Covid and the rising cost of living is pushing people to skimp on heating this winter and rugging up instead, Women’s Centre Rodney counsellor Bridget Farmiloe says.
The centre provides support for women and families from Puhoi to Te Hana, and each year they run a Winter Warmer Appeal to provide new and good quality blankets, duvets, pyjamas and hot water bottles.
This year they are seeing more families struggling with rising prices and cutting back on power to keep food on the table.
The centre’s main aim is to provide every child in each home with new warm pyjamas and a hot water bottle, Bridget says, with new or excellent condition blankets and duvets a bonus.
In 2019, they helped 98 families, sending out 200 sets of pyjamas and 430 blankets.
Covid restrictions saw those numbers plummet as pick-ups and drop-offs restricted contact, but they are expecting numbers to be high this winter.
While the blanket collections have come to an end, Bridget says new warm pyjamas, especially for older children and teenagers, are still welcome. All donations will need to be in by the end of June.
Donations can be dropped off at 10 Morpeth Street, Warkworth, between 9.30am and 2.30 pm, Monday to Friday; or left at Harcourts Real Estate, 21 Queen Street, Warkworth.

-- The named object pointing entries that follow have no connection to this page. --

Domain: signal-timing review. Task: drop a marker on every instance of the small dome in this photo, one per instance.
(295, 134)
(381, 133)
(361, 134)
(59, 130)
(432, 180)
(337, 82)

However, it’s not just low-income families that are struggling.
Warkworth Christian Food Link coordinator Michelle Saleupolu says the ramifications of Covid are also being felt in middle income families. This includes some contractors who have been unable to work through lockdowns and restrictions, who are also struggling to make ends meet.

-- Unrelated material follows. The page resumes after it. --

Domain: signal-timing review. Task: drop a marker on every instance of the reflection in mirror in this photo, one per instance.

Before Covid arrived on the scene, Food Link was averaging around 10 food parcels a week. That has risen to around 24 a week, although they have hit more than 30 at times recently.
Every year, they see a spike in demand in June, July and August, as families start to pay their power bills.
Food for the parcels comes from Food Rescue groups run by Warkworth Lions and Rotary clubs.